The design of the dataset format matches the OpenAI chat-based fine-tuning format.

info

Anyscale validates your dataset when you submit your fine-tuning job. Errors return immediately in your API call.

File format

The input files should be in .jsonl (JSON Lines) format. Each line is a list of messages in JSON format.

Message format

Each message is a dictionary with key "messages", and its value is a list of dictionaries.

Each dictionary in the list with the following keys:

  • role: Can take one of three possible values:

    1. system
    2. user
    3. assistant
  • content: Text corresponding to that role.

The system message is optional, but each conversation must have at least one pair of user and assistant messages.

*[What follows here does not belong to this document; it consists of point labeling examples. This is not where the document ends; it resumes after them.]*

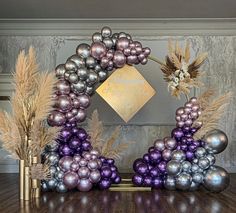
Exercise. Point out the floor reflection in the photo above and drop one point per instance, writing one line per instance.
(140, 202)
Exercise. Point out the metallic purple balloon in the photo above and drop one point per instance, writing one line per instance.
(122, 43)
(84, 101)
(177, 133)
(119, 59)
(70, 180)
(63, 87)
(98, 50)
(137, 180)
(147, 181)
(56, 118)
(104, 184)
(142, 169)
(95, 176)
(84, 185)
(65, 163)
(106, 172)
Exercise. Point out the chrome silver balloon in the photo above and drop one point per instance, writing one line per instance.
(159, 145)
(83, 50)
(70, 65)
(183, 181)
(215, 141)
(169, 183)
(60, 71)
(79, 61)
(200, 152)
(97, 37)
(90, 62)
(173, 167)
(78, 87)
(186, 166)
(203, 163)
(61, 188)
(106, 32)
(178, 155)
(216, 179)
(198, 177)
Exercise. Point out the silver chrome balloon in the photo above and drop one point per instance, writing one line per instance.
(215, 141)
(106, 32)
(186, 166)
(83, 50)
(178, 155)
(169, 183)
(198, 177)
(173, 167)
(216, 179)
(203, 163)
(183, 181)
(200, 152)
(79, 61)
(61, 188)
(159, 145)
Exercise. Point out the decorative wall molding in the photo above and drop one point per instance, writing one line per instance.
(141, 27)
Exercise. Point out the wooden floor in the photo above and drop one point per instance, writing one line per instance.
(157, 201)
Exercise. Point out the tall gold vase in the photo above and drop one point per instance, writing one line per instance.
(22, 178)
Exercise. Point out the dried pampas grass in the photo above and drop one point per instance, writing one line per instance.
(31, 103)
(212, 111)
(108, 148)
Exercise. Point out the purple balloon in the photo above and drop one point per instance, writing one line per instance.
(70, 180)
(142, 169)
(137, 180)
(119, 59)
(84, 101)
(157, 183)
(177, 133)
(147, 181)
(98, 50)
(106, 172)
(104, 184)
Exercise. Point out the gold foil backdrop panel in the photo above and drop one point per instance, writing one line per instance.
(126, 91)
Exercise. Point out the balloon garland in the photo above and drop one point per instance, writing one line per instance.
(74, 163)
(181, 161)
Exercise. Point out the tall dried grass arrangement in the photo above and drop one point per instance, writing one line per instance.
(31, 103)
(107, 147)
(212, 111)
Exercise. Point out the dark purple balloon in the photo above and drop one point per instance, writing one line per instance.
(154, 172)
(189, 155)
(142, 169)
(137, 180)
(104, 184)
(106, 172)
(74, 143)
(177, 133)
(157, 183)
(82, 134)
(147, 181)
(162, 166)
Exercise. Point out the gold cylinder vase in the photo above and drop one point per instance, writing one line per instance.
(27, 184)
(22, 178)
(35, 182)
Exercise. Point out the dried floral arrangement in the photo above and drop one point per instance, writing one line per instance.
(24, 133)
(212, 109)
(181, 74)
(108, 148)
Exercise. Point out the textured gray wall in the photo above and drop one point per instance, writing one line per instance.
(156, 119)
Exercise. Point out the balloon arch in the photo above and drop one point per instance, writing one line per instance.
(176, 162)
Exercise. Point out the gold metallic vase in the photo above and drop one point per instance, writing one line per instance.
(22, 178)
(27, 184)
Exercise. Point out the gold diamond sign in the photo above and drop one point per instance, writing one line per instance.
(126, 91)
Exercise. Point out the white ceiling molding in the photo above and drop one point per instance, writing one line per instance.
(141, 27)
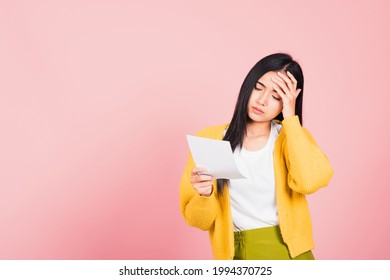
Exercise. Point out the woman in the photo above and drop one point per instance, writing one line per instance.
(265, 216)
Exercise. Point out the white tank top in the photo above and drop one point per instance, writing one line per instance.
(253, 200)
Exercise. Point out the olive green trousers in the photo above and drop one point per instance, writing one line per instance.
(263, 244)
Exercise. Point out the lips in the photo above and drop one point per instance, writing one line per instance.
(257, 110)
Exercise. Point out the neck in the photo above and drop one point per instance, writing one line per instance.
(258, 129)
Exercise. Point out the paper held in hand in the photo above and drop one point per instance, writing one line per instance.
(214, 155)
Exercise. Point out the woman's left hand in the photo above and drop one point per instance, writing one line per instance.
(286, 87)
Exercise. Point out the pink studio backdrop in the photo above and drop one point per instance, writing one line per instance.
(96, 98)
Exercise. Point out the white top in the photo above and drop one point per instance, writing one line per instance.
(253, 200)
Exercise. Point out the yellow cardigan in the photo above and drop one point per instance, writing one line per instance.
(300, 168)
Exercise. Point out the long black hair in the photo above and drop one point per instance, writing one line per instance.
(235, 134)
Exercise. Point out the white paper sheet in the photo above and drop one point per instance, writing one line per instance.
(214, 155)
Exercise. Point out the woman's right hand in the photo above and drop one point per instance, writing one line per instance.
(203, 184)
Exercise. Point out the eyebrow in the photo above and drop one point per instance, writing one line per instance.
(265, 86)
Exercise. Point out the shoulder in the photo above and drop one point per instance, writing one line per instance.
(214, 132)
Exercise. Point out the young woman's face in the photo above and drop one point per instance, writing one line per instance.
(264, 103)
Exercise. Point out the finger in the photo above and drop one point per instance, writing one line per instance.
(295, 82)
(284, 95)
(282, 85)
(287, 80)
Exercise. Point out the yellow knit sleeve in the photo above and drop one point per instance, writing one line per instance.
(308, 167)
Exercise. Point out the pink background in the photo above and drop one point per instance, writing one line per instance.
(96, 98)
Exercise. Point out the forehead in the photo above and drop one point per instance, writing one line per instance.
(266, 78)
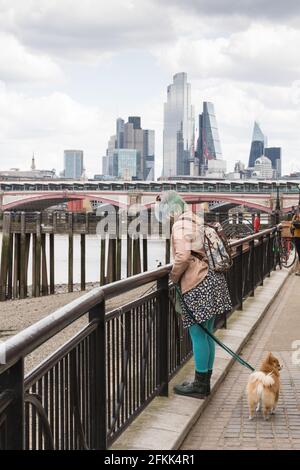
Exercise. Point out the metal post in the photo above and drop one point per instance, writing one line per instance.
(12, 381)
(277, 209)
(98, 378)
(240, 279)
(163, 346)
(252, 266)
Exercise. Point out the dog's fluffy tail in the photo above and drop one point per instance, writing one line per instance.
(261, 380)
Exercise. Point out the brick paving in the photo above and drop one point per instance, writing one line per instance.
(224, 424)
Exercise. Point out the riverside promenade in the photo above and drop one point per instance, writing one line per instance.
(224, 424)
(270, 321)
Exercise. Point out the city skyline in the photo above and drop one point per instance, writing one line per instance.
(58, 91)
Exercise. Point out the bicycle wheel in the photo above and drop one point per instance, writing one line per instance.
(287, 252)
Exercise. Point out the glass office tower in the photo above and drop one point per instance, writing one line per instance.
(258, 144)
(179, 123)
(208, 144)
(73, 164)
(274, 154)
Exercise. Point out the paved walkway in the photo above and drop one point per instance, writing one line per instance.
(224, 424)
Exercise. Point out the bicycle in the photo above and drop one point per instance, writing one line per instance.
(287, 251)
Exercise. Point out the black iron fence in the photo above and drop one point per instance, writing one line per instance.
(88, 391)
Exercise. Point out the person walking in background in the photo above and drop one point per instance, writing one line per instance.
(205, 292)
(295, 229)
(256, 223)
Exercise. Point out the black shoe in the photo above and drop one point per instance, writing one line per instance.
(209, 374)
(196, 389)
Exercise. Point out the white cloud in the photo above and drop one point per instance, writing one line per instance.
(47, 125)
(85, 30)
(245, 61)
(19, 64)
(261, 54)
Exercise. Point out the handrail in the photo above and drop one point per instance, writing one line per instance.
(26, 341)
(252, 237)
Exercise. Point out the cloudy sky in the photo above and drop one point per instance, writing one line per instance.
(69, 68)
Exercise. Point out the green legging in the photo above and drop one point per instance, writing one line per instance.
(203, 346)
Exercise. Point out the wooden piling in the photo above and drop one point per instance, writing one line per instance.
(16, 266)
(27, 251)
(38, 256)
(5, 254)
(111, 259)
(102, 259)
(10, 266)
(22, 261)
(136, 261)
(45, 289)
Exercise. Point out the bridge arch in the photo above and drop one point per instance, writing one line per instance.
(47, 200)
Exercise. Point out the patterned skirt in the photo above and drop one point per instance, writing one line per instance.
(209, 298)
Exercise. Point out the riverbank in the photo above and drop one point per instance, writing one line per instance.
(16, 315)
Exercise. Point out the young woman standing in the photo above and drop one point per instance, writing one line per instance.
(205, 292)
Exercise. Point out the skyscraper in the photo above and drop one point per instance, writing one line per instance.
(208, 143)
(259, 141)
(73, 164)
(130, 136)
(274, 154)
(178, 139)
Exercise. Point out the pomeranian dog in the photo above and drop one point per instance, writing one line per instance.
(264, 386)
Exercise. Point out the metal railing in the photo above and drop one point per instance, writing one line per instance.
(88, 391)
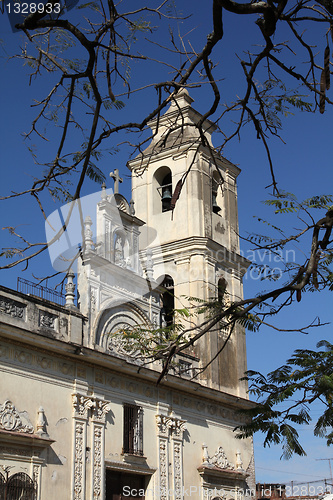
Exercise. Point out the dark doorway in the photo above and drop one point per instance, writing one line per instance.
(122, 486)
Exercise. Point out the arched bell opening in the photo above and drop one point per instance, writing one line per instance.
(168, 301)
(163, 184)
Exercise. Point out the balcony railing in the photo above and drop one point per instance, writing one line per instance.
(30, 288)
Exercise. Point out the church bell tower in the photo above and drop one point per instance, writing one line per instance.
(198, 253)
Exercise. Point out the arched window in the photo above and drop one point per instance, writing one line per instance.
(216, 192)
(168, 301)
(20, 487)
(163, 178)
(120, 249)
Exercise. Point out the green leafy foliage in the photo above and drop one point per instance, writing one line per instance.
(306, 377)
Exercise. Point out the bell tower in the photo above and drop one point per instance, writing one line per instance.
(198, 247)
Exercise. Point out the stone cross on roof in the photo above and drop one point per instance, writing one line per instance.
(115, 176)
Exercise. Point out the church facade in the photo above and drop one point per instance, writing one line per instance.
(80, 416)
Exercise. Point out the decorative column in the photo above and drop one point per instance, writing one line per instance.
(163, 425)
(81, 406)
(100, 410)
(177, 430)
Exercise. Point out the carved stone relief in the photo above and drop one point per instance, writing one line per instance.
(163, 469)
(79, 462)
(98, 463)
(83, 408)
(219, 459)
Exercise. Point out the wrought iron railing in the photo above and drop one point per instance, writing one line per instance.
(30, 288)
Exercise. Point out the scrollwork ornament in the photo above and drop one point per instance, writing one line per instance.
(78, 461)
(97, 473)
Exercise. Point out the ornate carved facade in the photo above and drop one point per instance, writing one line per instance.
(80, 419)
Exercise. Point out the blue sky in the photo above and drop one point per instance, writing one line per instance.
(303, 166)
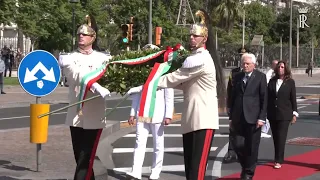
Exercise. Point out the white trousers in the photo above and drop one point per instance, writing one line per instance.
(143, 130)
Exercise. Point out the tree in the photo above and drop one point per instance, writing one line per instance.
(259, 19)
(228, 11)
(7, 11)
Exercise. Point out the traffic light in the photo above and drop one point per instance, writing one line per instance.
(125, 32)
(158, 35)
(130, 32)
(135, 29)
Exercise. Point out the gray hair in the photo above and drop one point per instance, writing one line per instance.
(249, 55)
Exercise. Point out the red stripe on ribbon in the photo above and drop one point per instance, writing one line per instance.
(89, 84)
(146, 87)
(140, 62)
(166, 55)
(93, 154)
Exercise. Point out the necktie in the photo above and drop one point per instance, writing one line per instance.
(246, 81)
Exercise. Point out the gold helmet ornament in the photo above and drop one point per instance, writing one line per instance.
(87, 29)
(200, 28)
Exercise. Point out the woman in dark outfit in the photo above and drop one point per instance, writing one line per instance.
(282, 108)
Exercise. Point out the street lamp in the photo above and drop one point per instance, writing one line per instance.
(73, 23)
(290, 35)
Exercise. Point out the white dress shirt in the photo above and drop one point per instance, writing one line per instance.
(163, 107)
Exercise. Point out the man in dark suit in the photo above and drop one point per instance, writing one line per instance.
(231, 155)
(248, 113)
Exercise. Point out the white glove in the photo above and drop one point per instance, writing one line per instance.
(135, 90)
(104, 92)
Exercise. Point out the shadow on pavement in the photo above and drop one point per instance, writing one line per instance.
(8, 165)
(7, 178)
(111, 173)
(295, 163)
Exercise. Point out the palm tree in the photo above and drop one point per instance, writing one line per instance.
(228, 11)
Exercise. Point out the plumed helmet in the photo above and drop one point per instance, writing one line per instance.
(200, 28)
(243, 50)
(90, 28)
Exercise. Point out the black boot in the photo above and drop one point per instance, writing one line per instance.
(230, 157)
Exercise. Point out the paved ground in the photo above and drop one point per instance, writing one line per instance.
(18, 155)
(173, 160)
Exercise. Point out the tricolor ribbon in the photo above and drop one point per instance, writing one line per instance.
(92, 77)
(148, 95)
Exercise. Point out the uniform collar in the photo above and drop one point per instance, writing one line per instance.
(86, 52)
(199, 50)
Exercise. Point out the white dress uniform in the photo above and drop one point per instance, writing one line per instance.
(163, 109)
(75, 67)
(197, 79)
(2, 68)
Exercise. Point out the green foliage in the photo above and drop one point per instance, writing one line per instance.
(120, 77)
(259, 20)
(7, 9)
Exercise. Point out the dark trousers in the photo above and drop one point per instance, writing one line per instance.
(8, 67)
(1, 82)
(231, 137)
(196, 149)
(279, 133)
(246, 144)
(85, 143)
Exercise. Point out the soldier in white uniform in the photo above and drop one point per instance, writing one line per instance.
(86, 124)
(163, 116)
(197, 79)
(2, 69)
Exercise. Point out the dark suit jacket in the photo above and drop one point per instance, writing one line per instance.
(282, 104)
(251, 101)
(233, 73)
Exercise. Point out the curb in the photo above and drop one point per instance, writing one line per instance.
(316, 96)
(176, 117)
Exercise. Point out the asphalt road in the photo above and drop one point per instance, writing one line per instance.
(19, 117)
(173, 159)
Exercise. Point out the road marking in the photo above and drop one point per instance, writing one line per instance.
(171, 149)
(301, 100)
(175, 135)
(178, 125)
(309, 112)
(217, 164)
(301, 107)
(147, 170)
(21, 117)
(310, 86)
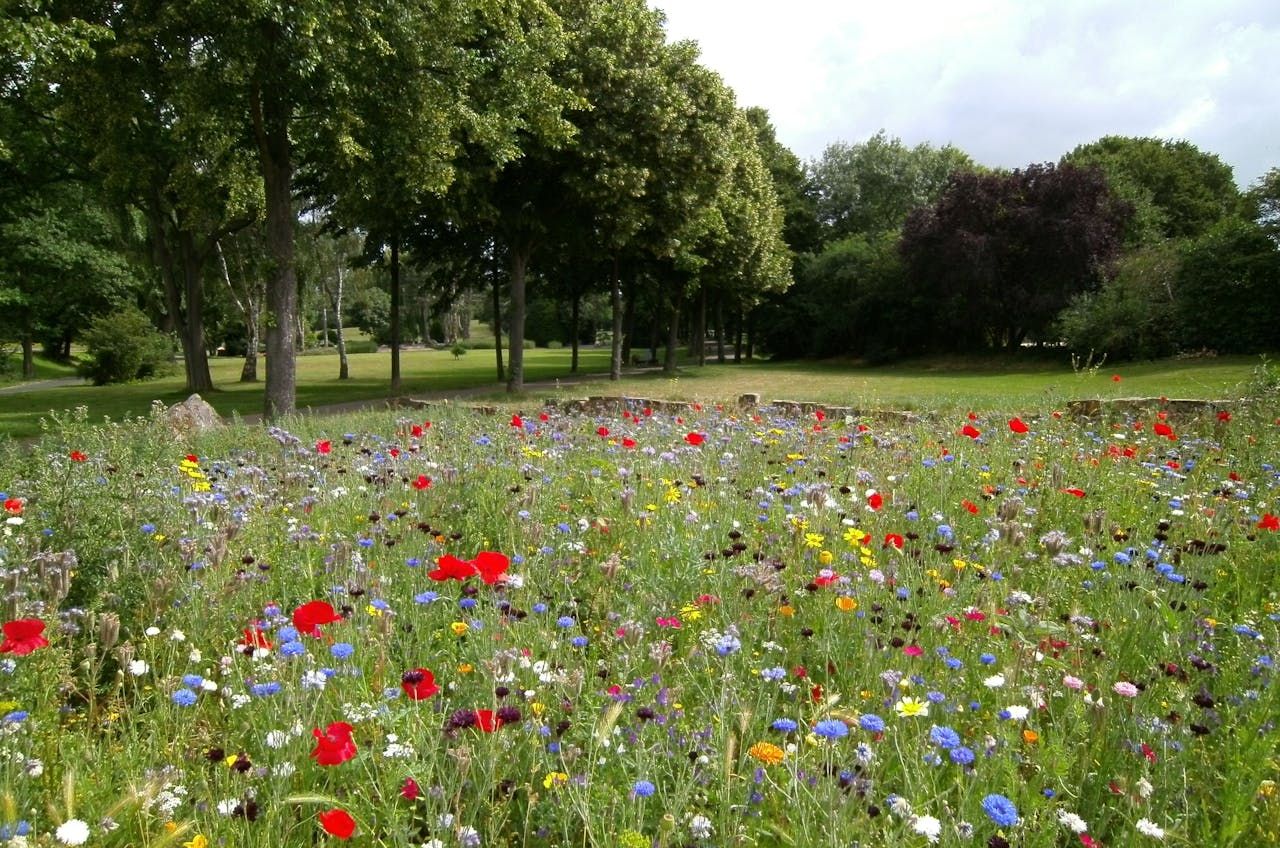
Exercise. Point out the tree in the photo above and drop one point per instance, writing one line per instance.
(1176, 190)
(872, 186)
(1000, 255)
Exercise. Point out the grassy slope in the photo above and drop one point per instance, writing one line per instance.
(933, 383)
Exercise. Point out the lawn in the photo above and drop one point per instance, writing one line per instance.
(640, 628)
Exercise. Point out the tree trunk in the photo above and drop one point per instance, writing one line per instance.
(343, 366)
(576, 320)
(616, 304)
(396, 299)
(700, 331)
(737, 336)
(668, 365)
(497, 318)
(720, 329)
(192, 332)
(272, 127)
(516, 333)
(28, 356)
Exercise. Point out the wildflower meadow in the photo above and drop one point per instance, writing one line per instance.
(700, 627)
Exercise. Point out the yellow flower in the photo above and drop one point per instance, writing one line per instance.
(912, 707)
(767, 752)
(854, 536)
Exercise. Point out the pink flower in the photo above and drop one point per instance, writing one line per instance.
(1125, 689)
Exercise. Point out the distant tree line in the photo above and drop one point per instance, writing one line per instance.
(1127, 247)
(263, 177)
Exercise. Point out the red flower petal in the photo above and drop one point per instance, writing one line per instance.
(338, 823)
(309, 616)
(23, 636)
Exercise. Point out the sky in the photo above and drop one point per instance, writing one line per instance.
(1010, 82)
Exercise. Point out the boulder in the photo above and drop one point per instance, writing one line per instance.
(193, 415)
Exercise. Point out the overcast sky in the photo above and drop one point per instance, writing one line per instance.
(1010, 82)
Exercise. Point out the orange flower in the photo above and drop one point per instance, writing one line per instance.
(766, 752)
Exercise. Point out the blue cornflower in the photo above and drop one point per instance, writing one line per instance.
(1001, 810)
(831, 729)
(293, 648)
(872, 723)
(944, 737)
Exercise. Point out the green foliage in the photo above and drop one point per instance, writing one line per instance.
(872, 186)
(123, 346)
(1133, 314)
(848, 301)
(1228, 290)
(1176, 190)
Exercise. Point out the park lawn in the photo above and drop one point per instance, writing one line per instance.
(942, 383)
(935, 383)
(46, 369)
(423, 372)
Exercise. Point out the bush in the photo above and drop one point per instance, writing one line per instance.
(1133, 314)
(124, 346)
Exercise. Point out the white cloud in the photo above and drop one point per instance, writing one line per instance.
(1011, 82)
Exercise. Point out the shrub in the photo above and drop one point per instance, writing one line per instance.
(124, 346)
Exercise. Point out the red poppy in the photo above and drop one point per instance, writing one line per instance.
(451, 568)
(256, 638)
(338, 823)
(23, 636)
(490, 565)
(333, 744)
(487, 720)
(419, 684)
(309, 616)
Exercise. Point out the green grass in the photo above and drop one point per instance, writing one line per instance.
(46, 369)
(423, 372)
(935, 383)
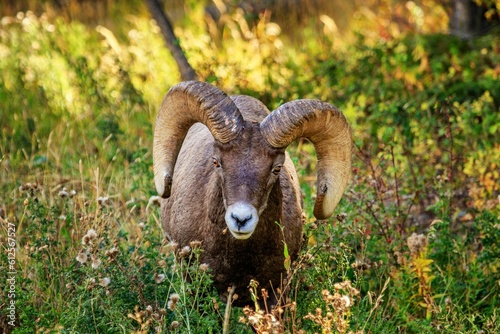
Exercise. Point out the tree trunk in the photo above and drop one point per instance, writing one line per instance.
(467, 19)
(187, 72)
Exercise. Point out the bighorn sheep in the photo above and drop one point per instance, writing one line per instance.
(232, 174)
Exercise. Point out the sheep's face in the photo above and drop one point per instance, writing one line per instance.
(248, 168)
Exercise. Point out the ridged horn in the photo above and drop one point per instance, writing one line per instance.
(327, 128)
(185, 104)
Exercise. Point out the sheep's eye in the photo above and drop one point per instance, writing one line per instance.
(276, 170)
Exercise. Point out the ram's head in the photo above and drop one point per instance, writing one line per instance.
(248, 155)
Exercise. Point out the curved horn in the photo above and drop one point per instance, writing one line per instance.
(185, 104)
(327, 128)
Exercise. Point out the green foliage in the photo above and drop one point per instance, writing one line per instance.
(413, 248)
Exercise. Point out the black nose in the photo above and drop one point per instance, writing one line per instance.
(240, 221)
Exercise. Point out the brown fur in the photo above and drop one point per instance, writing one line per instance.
(196, 208)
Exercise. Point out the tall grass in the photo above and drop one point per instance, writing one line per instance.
(413, 246)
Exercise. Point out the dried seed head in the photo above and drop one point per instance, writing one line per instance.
(174, 297)
(63, 193)
(417, 243)
(96, 263)
(159, 278)
(346, 300)
(185, 251)
(92, 234)
(154, 200)
(103, 200)
(195, 244)
(82, 257)
(172, 247)
(85, 239)
(104, 282)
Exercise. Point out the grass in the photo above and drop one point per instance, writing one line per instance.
(414, 245)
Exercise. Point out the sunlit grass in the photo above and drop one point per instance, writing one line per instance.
(78, 108)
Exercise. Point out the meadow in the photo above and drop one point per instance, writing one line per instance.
(414, 245)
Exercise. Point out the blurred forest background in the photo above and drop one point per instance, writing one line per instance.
(415, 244)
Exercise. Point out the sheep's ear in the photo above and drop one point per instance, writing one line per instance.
(327, 128)
(185, 104)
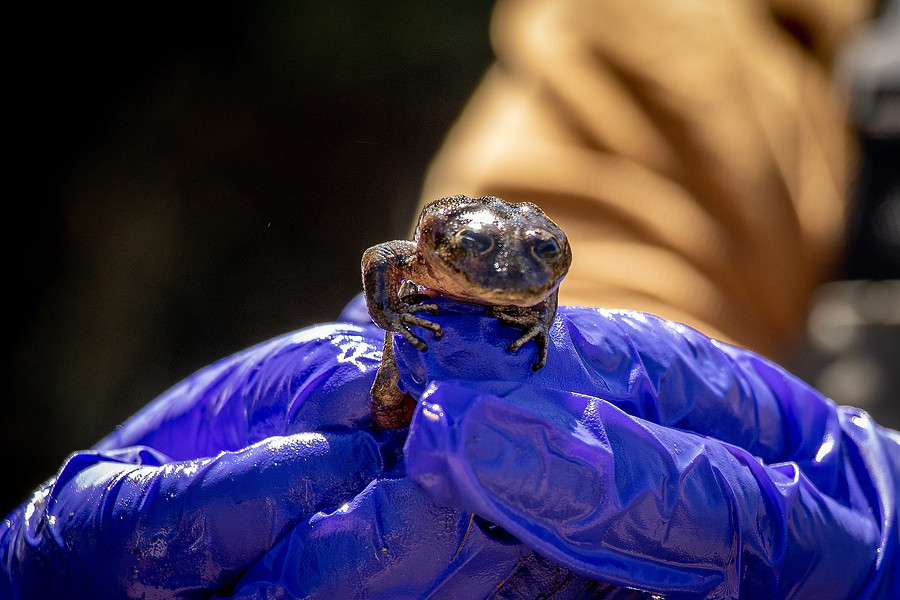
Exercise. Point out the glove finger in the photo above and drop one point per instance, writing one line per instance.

For example, here is a message:

{
"messages": [
{ "role": "system", "content": "You are a helpful assistant" },
{ "role": "user", "content": "Hi" },
{ "role": "assistant", "content": "Hello, How can I help you?" },
{ "role": "user", "content": "How is the weather today?" },
{ "role": "assistant", "content": "get_weather_status()" }
]
}

Conversation patterns

Conversations can follow one of the following patterns:

  1. s/u/a/u/a/... pattern (system, user, assistant, user, assistant, ...)
  2. u/a/u/a/... pattern (user, assistant, user, assistant, ...)

Examples

s/u/a/u/a pattern

[
{ "role": "system", "content": "You are a helpful assistant" },
{ "role": "user", "content": "Hi" },
{ "role": "assistant", "content": "Hello, How can I help you?" },
{ "role": "user", "content": "How is the weather today?" },
{ "role": "assistant", "content": "get_weather_status()" }
]

s/u/a/u/a pattern with an empty system message

[
{ "role": "system", "content": "" },
{ "role": "user", "content": "Hi" },
{ "role": "assistant", "content": "Hello, How can I help you?" },
{ "role": "user", "content": "How is the weather today?" },
{ "role": "assistant", "content": "get_weather_status()" }
]

u/a/u/a pattern

[
{ "role": "user", "content": "Hi" },
{ "role": "assistant", "content": "Hello, How can I help you?" },
{ "role": "user", "content": "How is the weather today?" },
{ "role": "assistant", "content": "get_weather_status()" }
]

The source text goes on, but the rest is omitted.